Un cochon stressé ne fait pas une bonne côtelette. La qualité de la viande de porc est tributaire des conditions de transport de l'animal vers l'abattoir. Or, au Canada, 90% des camions utilisés - de type pot-belly à trois étages - sont inadéquats, selon Luigi Faucitano, chercheur en qualité de la viande à Agriculture et Agroalimentaire Canada.

«Ces camions pot-belly ont des rampes très inclinées, que les porcs ont beaucoup de difficulté à monter et à descendre pour accéder aux étages inférieur et supérieur, a expliqué hier à La Presse M. Faucitano. C'est un stress, autant pour l'animal que pour le manipulateur, parce que les porcs n'avancent pas.
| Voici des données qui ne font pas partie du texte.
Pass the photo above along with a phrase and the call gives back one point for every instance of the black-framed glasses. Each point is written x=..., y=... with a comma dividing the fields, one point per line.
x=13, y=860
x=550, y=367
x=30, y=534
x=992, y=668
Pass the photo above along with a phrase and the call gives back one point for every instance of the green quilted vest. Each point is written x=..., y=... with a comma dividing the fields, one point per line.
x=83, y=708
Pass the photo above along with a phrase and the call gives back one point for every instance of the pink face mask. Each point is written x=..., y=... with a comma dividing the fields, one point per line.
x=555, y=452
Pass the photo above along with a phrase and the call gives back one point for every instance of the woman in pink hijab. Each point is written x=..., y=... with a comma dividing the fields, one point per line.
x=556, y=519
C'est un préjudice pour le bien-être animal et la qualité de la viande.»

Avec son équipe, M. Faucitano a étudié le transport de 3757 porcs d'une ferme commerciale jusqu'à un abattoir de la région de Montréal. «Les animaux transportés dans les étages auxquels ils ont accès par une rampe donnent le plus de problèmes de qualité de viande, a-t-il indiqué. Ils donnent soit des viandes pâles et exsudatives, soit des viandes trop foncées, qui viennent d'animaux qui arrivent à l'abattage complètement épuisés.»

En fait, 15% de la viande provenant de porcs transportés dans les étages supérieurs ou inférieurs perdent trop d'eau (exsudation), contre 10% pour celle provenant du milieu du camion. Ampleur des pertes économiques dues à cette exsudation? Environ 3$ par carcasse, soit 1,2 million par an au Québec.

Les camions pot-belly ont l'avantage de transporter jusqu'à 250 porcs à la fois, ce qui explique leur popularité. Il existe heureusement des camions flat decks munis d'étages qui montent ou descendent comme un ascenseur, évitant aux porcs d'avoir à se livrer à des prouesses physiques. «Il y a certaines entreprises qui pensent à changer leur parc de camions», a relevé le chercheur.

Premier groupe de recherche sur le transport des porcs

M. Faucitano dirige le premier groupe de recherche sur le transport des porcs au Canada. «C'est un sujet assez nouveau en Amérique du Nord, même s'il est beaucoup étudié en Europe, où il y a un grand intérêt pour le bien-être animal», a-t-il dit. Les porcs européens ont droit à des camions équipés de ventilateurs et de brumisateurs, utiles par temps chaud, mais très rares chez nous. «Ils veulent réduire le plus possible la mortalité», a précisé le chercheur. Au Canada, 9 porcs sur 10 000 meurent durant le transport, pour des pertes évaluées à 2,5 millions par an en 2007.

D'autres facteurs ont un effet sur la qualité du transport - et de la viande - des porcs. Un revêtement antidérapant et amortissant le bruit ambiant dans le camion fait baisser le taux de viande exsudative de 1,5%. Donner plus de place aux porcs (en en chargeant moins) est aussi essentiel dès qu'il fait plus de 24 °C. Le style de conduite des chauffeurs a aussi un impact sur la qualité des côtelettes, les porcs souffrant de mal des transports et de blessures lorsqu'ils sont trop secoués sur la route!

«Ici, on n'a pas de législation sur le transport des porcs, contrairement à l'Europe, a souligné M. Faucitano. En Amérique du Nord, il y a des codes de pratiques, des recommandations qui sont de plus en plus suivies, mais rien d'obligatoire.»